Problem
You have an array of struct columns with one or more duplicate column names in a DataFrame.
If you try to create a Delta table you get a Found duplicate column(s) in the data to save: error.
Example code
You can reproduce the error with this example code.
1) The first step sets up an array with duplicate column names. The duplicate columns are identified by comments in the sample code.
%scala
// Sample json file to test to_json function
val arrayStructData = Seq(
Row("James",List(Row("Java","XX",120,"Java"),Row("Scala","XA",300,"Scala"))),
Row("Michael",List(Row("Java","XY",200,"Java"),Row("Scala","XB",500,"Scala"))),
Row("Robert",List(Row("Java","XZ",400,"Java"),Row("Scala","XC",250,"Scala")))
)
import org.apache.spark.sql.types.{StructType, StructField, StringType, IntegerType, ArrayType};
val arrayStructSchema = new StructType().add("name",StringType)
.add("booksIntersted",ArrayType(new StructType()
.add("name",StringType) // Duplicate column
.add("author",StringType)
.add("pages",IntegerType)
.add("Name",StringType))) // Duplicate column
val df = spark.createDataFrame(spark.sparkContext
.parallelize(arrayStructData),arrayStructSchema)
df.printSchema // df with struct type 
2) After validating the DataFrame, we try to create a Delta table and get the Found duplicate column(s) in the data to save: error.
%scala
df.createOrReplaceTempView("df")
df.write.format("delta").save("/mnt/delta/test/df_issue")

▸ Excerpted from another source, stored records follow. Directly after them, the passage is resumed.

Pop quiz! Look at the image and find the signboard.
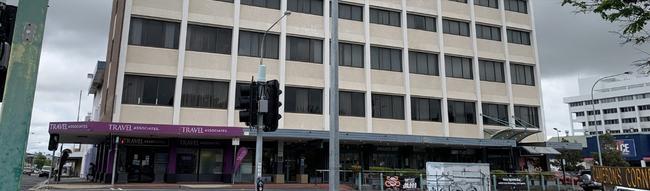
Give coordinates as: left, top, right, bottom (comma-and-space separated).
178, 139, 221, 147
615, 139, 637, 157
119, 137, 168, 146
496, 176, 527, 190
593, 166, 650, 190
383, 176, 420, 190
233, 147, 248, 173
426, 162, 490, 191
49, 121, 244, 137
232, 137, 240, 146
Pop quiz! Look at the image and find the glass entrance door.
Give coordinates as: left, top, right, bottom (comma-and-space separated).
126, 148, 155, 183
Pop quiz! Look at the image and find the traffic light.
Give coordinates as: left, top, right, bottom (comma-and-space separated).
263, 80, 282, 132
0, 2, 16, 102
48, 134, 59, 151
238, 81, 258, 127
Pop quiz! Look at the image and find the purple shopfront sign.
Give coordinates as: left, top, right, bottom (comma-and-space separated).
49, 121, 244, 137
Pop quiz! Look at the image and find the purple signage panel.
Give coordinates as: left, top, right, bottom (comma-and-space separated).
49, 121, 244, 137
234, 147, 248, 173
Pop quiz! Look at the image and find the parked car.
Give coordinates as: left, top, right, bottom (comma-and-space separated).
578, 170, 603, 191
22, 167, 33, 175
39, 166, 51, 177
553, 171, 579, 185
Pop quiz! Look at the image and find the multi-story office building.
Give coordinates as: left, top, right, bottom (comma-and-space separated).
564, 76, 650, 136
51, 0, 548, 184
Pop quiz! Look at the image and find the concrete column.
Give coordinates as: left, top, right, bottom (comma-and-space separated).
274, 141, 284, 183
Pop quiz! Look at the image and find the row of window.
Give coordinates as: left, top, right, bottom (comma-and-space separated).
123, 75, 539, 126
568, 93, 650, 107
576, 105, 650, 117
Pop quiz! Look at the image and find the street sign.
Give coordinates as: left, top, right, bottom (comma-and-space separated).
232, 137, 240, 146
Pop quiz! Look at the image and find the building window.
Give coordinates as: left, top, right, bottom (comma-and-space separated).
238, 30, 279, 59
479, 60, 504, 82
600, 97, 616, 103
241, 0, 280, 9
448, 100, 476, 124
215, 0, 234, 2
409, 51, 438, 76
369, 8, 400, 27
122, 75, 175, 106
372, 94, 405, 120
604, 119, 619, 125
443, 19, 470, 37
339, 42, 364, 68
371, 46, 402, 72
514, 106, 539, 127
610, 130, 621, 134
639, 105, 650, 111
505, 0, 528, 14
445, 55, 473, 79
640, 117, 650, 122
129, 17, 180, 49
285, 87, 323, 114
475, 0, 498, 8
617, 95, 634, 101
482, 103, 508, 126
411, 97, 441, 122
186, 24, 232, 54
587, 110, 601, 115
636, 93, 650, 99
575, 112, 585, 117
569, 102, 583, 107
582, 122, 586, 127
407, 14, 436, 32
585, 100, 600, 105
602, 108, 617, 114
622, 118, 637, 123
510, 63, 535, 86
449, 0, 468, 3
338, 3, 363, 21
588, 121, 602, 126
620, 106, 635, 113
288, 0, 323, 15
340, 91, 365, 117
181, 79, 229, 109
476, 24, 501, 41
287, 36, 323, 64
507, 29, 531, 45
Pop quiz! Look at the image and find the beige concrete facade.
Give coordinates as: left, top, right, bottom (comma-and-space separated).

spark.sql("create table events using delta location '/mnt/delta/test/df_issue'")
Cause
An array of struct columns containing duplicate columns with the same name cannot be present in a Delta table. This is true even if the names are in different cases.
Delta Lake is case-preserving, but case-insensitive, when storing a schema.
In order to avoid potential data corruption or data loss, duplicate column names are not allowed.
Solution
This approach involves converting the parent column which has duplicate column names to a json string.
1) You need to convert the structtype columns to string using the to_json() function before creating the Delta table.
%scala
import org.apache.spark.sql.functions.to_json
val df1 = df.select(df("name"), to_json(df("booksIntersted")).alias("booksIntersted_string")) // Use this
df1.write.format("delta").save("/mnt/delta/df1_solution")
spark.sql("create table events_solution using delta location '/mnt/delta/df1_solution'")
spark.sql("describe events_solution").show()
2) Use the get_json_object() function to extract information from the converted string type column.
%scala
import org.apache.spark.sql.functions.get_json_object
val df2 = df1.select(df1("name"), get_json_object(df1("bookInterested"), "${0}.author"), get_json_object(df1("bookInterested"), "${0}.pages"))
display(df2)